G.L. Nell, The Driving Force of the Collective,

DOI 10.1057/978-1-137-46839-0_12

Humans are a mix of rational and emotional. It will take time—and some societies are further along the road than others—but we may find that agreement, a common will of the people, emerges, using the means at our disposal, evolving and becoming more united over time. In fact we have been on this path, across all societies and cultures, for as long as we have had language (and in some sense even before that), and social evolution, including group selection, has aided the process. Evolutionary economist Geoffrey Hodgson (2004: 184) describes how “selection of organisms that were more skilled in their conscious deliberations” joined with “social structures with rules concerning individual interactions” and together these helped to “promote further mental development” in an evolutionary process that has reinforced traits conducive to cooperation, communication, reason, and learning.

The crucial replacement of the notion of dynamic competition—which in some form must exist in markets—by dynamic collaboration in the public sector through a discursive/deliberative process has by now been made clear. By now it should be clear that post-Austrian economics of the sort proposed here agrees with the Austrian rejection of the notion of the perfectly competitive model, and its replacement by the idea, in the private sector, of the entrepreneurial-competitive market process, and in the public sector by a different model of knowledge discovery, sharing, and creation. In this process, like that in the private sector, the essential element is the steadily expanding field of mutual awareness on the part of participants. The discursive/deliberative collaborative collective process expresses the course of mutual discovery through which an equilibrium (like unanimous agreement), if we believe in one, might possibly be approached.

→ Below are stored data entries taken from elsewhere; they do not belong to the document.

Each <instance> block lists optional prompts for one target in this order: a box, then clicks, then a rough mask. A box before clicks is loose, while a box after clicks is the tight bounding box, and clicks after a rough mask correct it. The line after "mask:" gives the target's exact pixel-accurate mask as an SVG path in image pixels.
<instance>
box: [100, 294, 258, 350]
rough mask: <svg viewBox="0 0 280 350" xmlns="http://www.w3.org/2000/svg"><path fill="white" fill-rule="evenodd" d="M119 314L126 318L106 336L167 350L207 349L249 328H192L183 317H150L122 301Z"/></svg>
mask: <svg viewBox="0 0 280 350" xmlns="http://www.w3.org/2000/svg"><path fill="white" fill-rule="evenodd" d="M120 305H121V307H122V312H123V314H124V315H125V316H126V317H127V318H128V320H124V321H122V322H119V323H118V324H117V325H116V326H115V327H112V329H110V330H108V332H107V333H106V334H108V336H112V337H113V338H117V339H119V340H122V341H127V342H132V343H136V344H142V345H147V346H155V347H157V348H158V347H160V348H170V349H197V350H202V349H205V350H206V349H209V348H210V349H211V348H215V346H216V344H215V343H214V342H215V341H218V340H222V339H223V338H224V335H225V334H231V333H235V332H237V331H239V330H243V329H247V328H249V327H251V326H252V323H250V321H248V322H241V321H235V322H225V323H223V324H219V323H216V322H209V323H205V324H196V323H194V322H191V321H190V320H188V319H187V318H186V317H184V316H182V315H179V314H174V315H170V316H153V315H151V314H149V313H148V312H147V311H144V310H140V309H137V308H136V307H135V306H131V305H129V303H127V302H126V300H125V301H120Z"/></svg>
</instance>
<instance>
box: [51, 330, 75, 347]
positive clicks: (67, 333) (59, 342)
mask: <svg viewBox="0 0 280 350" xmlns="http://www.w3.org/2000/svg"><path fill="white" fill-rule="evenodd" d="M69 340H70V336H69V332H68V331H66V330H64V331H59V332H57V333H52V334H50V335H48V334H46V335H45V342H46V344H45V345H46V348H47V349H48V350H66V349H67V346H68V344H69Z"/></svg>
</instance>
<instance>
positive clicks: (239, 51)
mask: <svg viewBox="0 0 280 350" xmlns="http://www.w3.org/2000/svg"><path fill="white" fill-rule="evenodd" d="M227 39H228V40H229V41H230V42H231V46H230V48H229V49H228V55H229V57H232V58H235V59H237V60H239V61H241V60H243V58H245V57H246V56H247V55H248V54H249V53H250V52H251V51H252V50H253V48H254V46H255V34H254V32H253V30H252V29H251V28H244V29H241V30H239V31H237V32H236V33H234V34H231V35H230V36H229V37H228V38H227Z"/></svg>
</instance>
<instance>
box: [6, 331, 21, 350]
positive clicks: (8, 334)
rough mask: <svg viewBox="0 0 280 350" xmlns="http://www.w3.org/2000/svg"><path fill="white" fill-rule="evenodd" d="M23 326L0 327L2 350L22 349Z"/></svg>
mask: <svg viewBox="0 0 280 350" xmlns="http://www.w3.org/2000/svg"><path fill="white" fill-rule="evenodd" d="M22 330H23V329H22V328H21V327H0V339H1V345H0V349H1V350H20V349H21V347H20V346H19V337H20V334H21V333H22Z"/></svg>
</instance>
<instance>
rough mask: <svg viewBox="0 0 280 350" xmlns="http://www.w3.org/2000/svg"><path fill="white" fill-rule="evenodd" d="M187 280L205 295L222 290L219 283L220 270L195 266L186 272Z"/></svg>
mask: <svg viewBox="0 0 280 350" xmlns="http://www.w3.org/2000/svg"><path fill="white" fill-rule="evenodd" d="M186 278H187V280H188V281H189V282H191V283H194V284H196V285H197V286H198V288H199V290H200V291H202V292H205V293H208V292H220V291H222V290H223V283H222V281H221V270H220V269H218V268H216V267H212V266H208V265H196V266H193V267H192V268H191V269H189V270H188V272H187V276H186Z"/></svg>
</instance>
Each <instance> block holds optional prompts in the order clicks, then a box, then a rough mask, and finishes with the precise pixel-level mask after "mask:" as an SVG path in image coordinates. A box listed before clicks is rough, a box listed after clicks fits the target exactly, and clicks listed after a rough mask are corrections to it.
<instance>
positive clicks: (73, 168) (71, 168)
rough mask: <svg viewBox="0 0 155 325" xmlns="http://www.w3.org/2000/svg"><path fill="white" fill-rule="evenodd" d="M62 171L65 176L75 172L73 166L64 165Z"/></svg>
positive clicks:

Although an equilibrium is likely impossible in the private or public sector, it is a useful construct (just as it is in the private sector) in the public sector process of deliberation and decision-making—to express the resolution point found when voting or choosing policy by committee debate or legislating or making civil servant (bureaucratic) decisions. And although deliberative democracy and other democratic process theories have existed in political science for several decades (Cini 2011), there has been disappointingly little impact upon mainstream Austrian theory.